The group got away under pretty mysterious circumstances...

[–] [email protected] 8 points 3 weeks ago

Didn't their corporate office burn down afterwards? Suspicious indeed...

[–] [email protected] 3 points 3 weeks ago (2 children)

Why the fuck is/was NASA using the US customary system? Science is always done in metric, even in the US.

[–] [email protected] 15 points 3 weeks ago* (last edited 3 weeks ago)

It says NASA was using metric, Lockheed Martin used imperial. Read it again.

[–] [email protected] 6 points 3 weeks ago

IIRC they had outsourced to a contractor and that contractor was using imperial

[–] [email protected] 1 points 3 weeks ago* (last edited 3 weeks ago)
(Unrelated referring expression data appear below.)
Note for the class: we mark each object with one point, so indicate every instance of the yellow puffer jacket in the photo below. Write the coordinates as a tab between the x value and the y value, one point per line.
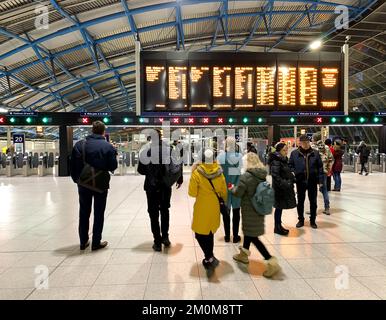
206	214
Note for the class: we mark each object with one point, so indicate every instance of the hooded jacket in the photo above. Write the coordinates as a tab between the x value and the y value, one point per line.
231	164
307	166
282	182
99	154
206	213
325	155
252	223
154	171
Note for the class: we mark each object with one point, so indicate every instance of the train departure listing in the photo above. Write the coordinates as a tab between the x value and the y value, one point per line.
265	86
200	87
222	87
244	87
155	90
242	82
287	86
308	86
329	91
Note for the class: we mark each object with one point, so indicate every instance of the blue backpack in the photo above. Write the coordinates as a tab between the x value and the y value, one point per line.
263	199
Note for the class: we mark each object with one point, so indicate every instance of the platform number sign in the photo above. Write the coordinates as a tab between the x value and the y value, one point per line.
19	141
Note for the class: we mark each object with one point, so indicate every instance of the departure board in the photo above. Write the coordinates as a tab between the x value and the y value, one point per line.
308	86
155	92
222	88
200	87
227	82
244	88
177	82
287	86
265	86
329	87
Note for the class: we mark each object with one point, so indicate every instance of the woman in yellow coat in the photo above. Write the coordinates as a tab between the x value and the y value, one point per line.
206	214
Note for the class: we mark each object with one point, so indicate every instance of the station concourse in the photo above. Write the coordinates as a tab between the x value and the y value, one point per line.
202	73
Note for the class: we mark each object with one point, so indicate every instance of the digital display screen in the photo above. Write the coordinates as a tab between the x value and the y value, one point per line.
241	82
200	88
222	88
329	87
287	86
177	84
308	86
155	87
265	86
244	88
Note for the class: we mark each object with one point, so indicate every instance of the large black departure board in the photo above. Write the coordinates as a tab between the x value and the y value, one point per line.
200	87
226	81
155	87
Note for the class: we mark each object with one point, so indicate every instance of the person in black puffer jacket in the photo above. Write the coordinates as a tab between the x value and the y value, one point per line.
364	153
307	166
282	184
153	158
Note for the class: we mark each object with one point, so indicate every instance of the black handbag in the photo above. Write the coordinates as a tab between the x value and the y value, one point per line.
223	207
91	178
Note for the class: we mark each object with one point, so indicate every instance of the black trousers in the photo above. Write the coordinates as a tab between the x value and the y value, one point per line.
235	222
311	187
206	242
328	183
158	204
85	203
259	245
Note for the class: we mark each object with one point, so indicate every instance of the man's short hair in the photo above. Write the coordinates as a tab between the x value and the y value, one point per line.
98	127
304	138
317	136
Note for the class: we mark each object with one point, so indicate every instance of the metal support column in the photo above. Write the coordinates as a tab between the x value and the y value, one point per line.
382	139
9	136
65	149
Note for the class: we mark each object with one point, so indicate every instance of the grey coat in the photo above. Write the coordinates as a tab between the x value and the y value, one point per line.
252	223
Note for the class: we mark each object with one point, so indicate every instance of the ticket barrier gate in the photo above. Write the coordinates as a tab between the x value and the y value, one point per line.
46	164
350	162
30	164
14	164
127	163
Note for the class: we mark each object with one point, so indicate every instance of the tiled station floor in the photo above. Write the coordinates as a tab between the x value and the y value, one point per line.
344	259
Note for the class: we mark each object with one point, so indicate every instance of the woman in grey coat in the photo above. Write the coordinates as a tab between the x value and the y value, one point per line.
252	222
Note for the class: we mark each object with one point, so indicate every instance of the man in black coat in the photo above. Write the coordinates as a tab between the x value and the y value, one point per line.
307	166
364	153
282	184
102	156
152	163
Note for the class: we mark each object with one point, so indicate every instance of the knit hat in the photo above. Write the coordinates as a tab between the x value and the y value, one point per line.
304	138
279	146
317	136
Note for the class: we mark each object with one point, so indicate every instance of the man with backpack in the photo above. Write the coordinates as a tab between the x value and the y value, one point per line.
91	161
364	152
307	166
161	165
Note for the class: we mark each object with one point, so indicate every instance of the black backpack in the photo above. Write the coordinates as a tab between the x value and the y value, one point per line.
91	178
173	170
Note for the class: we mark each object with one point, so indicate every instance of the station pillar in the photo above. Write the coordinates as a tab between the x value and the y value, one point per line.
273	134
9	136
382	139
65	149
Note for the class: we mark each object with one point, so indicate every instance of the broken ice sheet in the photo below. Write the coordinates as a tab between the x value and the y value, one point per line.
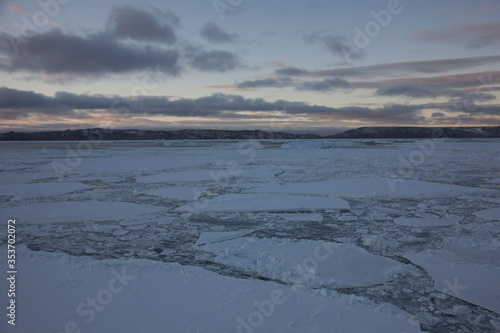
306	262
264	203
177	298
465	268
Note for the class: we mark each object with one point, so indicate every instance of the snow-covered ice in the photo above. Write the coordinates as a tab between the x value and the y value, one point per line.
490	214
25	191
358	237
304	217
425	222
147	296
66	211
306	262
264	203
372	186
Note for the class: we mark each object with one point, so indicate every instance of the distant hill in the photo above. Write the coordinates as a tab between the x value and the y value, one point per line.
418	133
195	134
132	134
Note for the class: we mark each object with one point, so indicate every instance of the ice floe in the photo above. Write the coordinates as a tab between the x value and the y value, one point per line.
41	189
67	211
305	262
363	187
425	222
147	296
490	214
264	202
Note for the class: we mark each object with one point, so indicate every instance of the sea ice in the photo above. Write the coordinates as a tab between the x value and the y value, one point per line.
490	214
304	217
26	191
68	211
59	293
465	268
306	262
363	187
424	222
264	203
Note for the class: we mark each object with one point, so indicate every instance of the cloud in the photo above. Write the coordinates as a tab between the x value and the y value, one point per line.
265	83
69	56
474	36
410	67
2	6
138	24
212	61
449	81
214	34
53	52
324	85
17	104
337	45
408	90
291	71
~~It was just a simple transposition right? 2.45 (wrong) vs 2.54 (right)~~

E: never mind, I was wrong

[–] [email protected] 17 points 3 weeks ago

Always loved the story of what they saw in the source code of software they used in historic NASA missions from decades past.

https://interestingengineering.com/science/code-moon-landings-released-surprising-hilarious

Turns out, the programmers back then were just as unsure about what they were doing as much as programmers are today ... except the guys back then had computers less powerful than a modern smart watch controlling a missile that was aimed at the moon.

[–] [email protected] 6 points 3 weeks ago (1 children)

I also heard about a fuckup with the European space agency who had hired an American to work on a particular bit of the project. He used an imperial measurement somewhere and it caused the whole thing to fail.

[–] [email protected] 3 points 3 weeks ago

That's why there are SI-units.

[–] [email protected] 4 points 3 weeks ago

That man's name? Filbert Einstein. No relation.

[–] [email protected] 2 points 3 weeks ago

this is why I hate working with hardware.